What you do outside of work can often be more important than what you do at work.

Those passions that drive and inspire you manifest into creativity. Passions form viewpoints through experiences and train your brain to connect something physical with the release of dopamine, endorphin, oxytocin and serotonin — the body chemicals that make you feel happy.

Passions also help you disconnect, separate yourself from the day-to-day and take your mind to different places, even if for only a short amount of time. Your passion very well may be your work, but I don’t think anyone considers checking email to be a passion, so it’s safe to say disconnecting is always stepping away from your phone.

This is why companies like Pinterest are hiring people who don’t just know how to do their jobs really well, but also have passions outside of work.

“We look for people who have more interests than time,” Pinterest cofounder Evan Sharp told Business Insider.

Pinterest even created an event called “Knit Con” where employees could lead sessions on their talents. Sessions included bow-tying skills, cocktail creation, and I’m sure the ever-popular ukulele. I’m thinking of you, Warren Buffett, who also sends 80 percent of his day reading — and making a lot of money.

Passions can build leadership skills. They train your mind as to what’s possible and to think outside of the box, rather than the script most follow. They bring people together and inspire you to always do better. These skills don’t just shut off when you’re not doing what you’re passionate about. They’re often carried into the office.

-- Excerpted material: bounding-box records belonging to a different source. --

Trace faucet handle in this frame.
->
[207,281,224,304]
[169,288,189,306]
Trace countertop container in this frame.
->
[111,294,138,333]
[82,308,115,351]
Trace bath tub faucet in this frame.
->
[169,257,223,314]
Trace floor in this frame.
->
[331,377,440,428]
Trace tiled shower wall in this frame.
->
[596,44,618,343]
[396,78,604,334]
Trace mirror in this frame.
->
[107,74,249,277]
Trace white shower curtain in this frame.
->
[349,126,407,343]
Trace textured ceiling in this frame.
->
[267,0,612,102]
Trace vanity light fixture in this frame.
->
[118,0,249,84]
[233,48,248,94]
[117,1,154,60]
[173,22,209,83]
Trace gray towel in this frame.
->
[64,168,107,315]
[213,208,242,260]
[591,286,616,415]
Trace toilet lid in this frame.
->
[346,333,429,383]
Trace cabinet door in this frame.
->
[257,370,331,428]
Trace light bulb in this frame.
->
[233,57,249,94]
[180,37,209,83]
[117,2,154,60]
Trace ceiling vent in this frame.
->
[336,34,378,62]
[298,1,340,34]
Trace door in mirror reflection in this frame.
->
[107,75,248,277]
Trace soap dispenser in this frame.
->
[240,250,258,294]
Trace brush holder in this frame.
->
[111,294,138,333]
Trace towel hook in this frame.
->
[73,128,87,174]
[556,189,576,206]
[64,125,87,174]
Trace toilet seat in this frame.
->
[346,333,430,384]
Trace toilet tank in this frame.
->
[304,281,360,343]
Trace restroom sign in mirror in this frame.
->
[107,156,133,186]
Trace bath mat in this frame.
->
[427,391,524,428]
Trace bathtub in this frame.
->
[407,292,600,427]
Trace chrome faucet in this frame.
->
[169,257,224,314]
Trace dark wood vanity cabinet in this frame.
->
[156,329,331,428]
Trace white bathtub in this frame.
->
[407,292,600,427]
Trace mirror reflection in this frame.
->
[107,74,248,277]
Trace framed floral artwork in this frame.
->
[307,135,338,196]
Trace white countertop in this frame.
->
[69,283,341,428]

I’ve always been an advocate for employees to do what they love outside of work, even if it’s building a side business. To me, that experience will make them better at their jobs because real-world education can enrich someone’s life professionally better than any training.

Travel, go fishing at the lake, take your kids to a live baseball game, volunteer. Do whatever you’re passionate about, and do it without the guilt of not checking your email for 30 minutes.

Those emails can wait. Those 30 minutes you’re doing something more important for you, and ultimately, your company will benefit, as well.